Upsized EXCO, four more price to cap busy $12.9 billion week; new Chesapeake bonds active

By Paul Deckelman and Paul A. Harris

New York, April 11 - Five high-yield deals totaling $1.75 billion priced on Friday, syndicate sources said - and those deals capped off the heaviest new-issuance week for the year so far.

Energy operator EXCO Resources, Inc. and FTS International, Inc., a provider of services to the energy industry, shared the honors for the day's biggest deal - each did a $500 million offering of eight-year notes that priced off the forward calendar after an investor roadshow, with EXCO's having been upsized. The EXCO notes were seen by traders to have firmed solidly when they reached the aftermarket.

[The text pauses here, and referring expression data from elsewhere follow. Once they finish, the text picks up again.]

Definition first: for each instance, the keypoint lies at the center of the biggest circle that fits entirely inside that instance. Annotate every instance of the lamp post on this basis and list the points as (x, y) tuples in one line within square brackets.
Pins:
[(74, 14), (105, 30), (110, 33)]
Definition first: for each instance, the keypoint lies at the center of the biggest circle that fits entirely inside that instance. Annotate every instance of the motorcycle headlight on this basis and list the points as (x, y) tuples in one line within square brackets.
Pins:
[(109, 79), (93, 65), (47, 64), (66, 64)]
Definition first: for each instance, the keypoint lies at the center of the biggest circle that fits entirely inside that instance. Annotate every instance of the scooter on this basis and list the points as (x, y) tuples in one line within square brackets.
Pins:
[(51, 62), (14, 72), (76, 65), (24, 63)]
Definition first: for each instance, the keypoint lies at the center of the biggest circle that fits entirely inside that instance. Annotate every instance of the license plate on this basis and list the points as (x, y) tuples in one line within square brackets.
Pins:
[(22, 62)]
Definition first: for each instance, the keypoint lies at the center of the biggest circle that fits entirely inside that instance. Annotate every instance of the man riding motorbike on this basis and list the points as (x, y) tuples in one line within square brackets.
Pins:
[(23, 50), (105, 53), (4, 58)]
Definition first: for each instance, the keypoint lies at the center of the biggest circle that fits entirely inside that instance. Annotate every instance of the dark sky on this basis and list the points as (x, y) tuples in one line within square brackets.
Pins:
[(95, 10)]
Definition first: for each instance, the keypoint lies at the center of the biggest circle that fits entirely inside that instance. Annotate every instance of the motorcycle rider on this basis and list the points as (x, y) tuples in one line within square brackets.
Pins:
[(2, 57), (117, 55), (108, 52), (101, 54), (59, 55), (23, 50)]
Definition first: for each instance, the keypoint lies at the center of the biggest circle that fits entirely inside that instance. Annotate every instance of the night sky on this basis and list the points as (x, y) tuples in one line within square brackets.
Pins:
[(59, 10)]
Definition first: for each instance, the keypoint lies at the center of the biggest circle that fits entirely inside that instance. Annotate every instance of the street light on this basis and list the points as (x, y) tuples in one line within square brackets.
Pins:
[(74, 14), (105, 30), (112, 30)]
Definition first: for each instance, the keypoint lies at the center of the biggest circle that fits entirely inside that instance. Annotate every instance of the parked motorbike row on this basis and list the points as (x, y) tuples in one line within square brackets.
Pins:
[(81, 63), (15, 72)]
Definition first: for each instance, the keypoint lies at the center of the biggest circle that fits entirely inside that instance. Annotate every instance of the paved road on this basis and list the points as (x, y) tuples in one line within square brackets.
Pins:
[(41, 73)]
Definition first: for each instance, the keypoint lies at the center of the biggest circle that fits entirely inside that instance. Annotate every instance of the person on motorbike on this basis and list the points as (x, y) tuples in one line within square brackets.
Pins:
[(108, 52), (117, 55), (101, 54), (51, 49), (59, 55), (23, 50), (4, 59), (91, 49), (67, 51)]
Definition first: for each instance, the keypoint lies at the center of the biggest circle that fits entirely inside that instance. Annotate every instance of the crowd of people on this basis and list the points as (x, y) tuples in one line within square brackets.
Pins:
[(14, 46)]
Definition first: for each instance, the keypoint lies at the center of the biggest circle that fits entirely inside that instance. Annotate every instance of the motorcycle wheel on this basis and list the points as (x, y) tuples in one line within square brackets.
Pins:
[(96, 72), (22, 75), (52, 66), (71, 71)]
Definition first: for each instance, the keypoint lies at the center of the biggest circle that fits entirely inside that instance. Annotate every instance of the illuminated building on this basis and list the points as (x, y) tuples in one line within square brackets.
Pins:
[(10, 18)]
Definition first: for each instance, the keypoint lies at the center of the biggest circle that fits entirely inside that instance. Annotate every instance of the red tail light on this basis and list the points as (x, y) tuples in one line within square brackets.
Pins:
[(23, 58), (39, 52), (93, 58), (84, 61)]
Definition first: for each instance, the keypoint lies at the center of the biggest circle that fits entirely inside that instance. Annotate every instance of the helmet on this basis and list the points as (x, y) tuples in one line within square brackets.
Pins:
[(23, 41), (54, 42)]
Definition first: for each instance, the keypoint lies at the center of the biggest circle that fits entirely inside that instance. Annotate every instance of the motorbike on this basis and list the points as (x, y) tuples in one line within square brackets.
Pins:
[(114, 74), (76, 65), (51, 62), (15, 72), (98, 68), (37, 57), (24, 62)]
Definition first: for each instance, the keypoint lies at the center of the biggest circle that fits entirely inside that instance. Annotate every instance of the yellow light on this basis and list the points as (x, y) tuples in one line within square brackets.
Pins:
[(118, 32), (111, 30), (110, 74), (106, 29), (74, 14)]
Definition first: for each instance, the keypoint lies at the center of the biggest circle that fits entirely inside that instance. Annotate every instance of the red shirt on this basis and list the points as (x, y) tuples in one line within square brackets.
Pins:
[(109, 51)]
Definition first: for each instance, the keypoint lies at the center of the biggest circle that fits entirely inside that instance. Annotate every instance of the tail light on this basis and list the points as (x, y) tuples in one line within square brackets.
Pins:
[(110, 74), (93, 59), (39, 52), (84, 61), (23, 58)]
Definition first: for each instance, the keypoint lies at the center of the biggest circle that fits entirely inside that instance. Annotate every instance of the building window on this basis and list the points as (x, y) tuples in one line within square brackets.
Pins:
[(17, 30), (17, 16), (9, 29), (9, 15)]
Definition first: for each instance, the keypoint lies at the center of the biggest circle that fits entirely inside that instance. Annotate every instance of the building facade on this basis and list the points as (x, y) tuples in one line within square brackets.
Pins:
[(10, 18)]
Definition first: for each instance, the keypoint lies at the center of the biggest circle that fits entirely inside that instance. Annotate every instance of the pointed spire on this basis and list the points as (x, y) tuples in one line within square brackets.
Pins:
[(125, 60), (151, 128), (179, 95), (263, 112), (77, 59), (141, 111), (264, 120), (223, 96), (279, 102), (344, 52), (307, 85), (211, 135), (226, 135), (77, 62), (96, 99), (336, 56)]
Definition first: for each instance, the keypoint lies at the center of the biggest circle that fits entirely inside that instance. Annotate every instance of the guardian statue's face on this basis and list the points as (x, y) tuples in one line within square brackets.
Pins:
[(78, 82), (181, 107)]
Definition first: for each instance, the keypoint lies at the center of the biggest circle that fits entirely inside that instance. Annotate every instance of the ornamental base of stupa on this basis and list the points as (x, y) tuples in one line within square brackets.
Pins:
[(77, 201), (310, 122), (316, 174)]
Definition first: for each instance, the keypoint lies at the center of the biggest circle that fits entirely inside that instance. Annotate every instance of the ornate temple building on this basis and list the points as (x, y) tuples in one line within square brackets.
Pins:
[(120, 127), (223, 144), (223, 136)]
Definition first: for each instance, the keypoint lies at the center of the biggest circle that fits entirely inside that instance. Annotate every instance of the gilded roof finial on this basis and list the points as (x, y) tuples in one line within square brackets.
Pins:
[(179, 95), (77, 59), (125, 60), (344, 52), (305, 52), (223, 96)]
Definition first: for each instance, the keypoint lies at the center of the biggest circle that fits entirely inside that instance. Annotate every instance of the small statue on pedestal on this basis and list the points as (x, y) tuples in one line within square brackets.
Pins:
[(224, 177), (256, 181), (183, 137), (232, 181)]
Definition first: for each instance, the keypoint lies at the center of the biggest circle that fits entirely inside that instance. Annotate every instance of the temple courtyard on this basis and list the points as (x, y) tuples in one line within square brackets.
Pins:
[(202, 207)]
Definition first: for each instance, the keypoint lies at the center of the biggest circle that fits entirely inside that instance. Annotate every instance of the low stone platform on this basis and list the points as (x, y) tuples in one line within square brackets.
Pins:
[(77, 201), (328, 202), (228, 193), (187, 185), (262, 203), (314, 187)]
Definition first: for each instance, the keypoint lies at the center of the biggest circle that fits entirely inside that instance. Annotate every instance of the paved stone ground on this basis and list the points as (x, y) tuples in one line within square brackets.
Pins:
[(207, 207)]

There were also two more regularly scheduled calendar deals - an upsized $305 million of five-year secured notes from Atrium Windows and Doors, Inc., which manufacturers those items for residential construction, and $300 million of eight-year notes from Quad/Graphics Inc., a printer and media channel integrator.

The day also saw one quick-to-market same-session transaction, from metals recycler and alloy producer Wise Metals Group, which did an upsized $150 million of five-year PIK toggle notes.

The day's primaryside activity lifted the week's new-issuance total of U.S. dollar-denominated, junk-rated paper from domestic or industrialized-country borrowers to $12.9 billion in 20 tranches, easily surpassing the $7.23 billion in 18 tranches that had gotten done last week, ended April 4.

This week's issuance was the most of any week so far this year, according to data compiled by Prospect News - eclipsing the week ended March 7, when $11.75 billion had come to market in 21 tranches.

It was the largest new-issue week since the week ended Sept. 27, 2013, when an astounding $17.05 billion had priced in 27 tranches.

This week brought year-to-date new-issuance up to $86.44 billion in 179 tranches - although that seemingly busy pace still lagged the $99.42 billion that had come to market in 212 tranches by this time last year by 13%, although that year-versus-year gap had narrowed considerably from the 21.5% seen at the end of last week.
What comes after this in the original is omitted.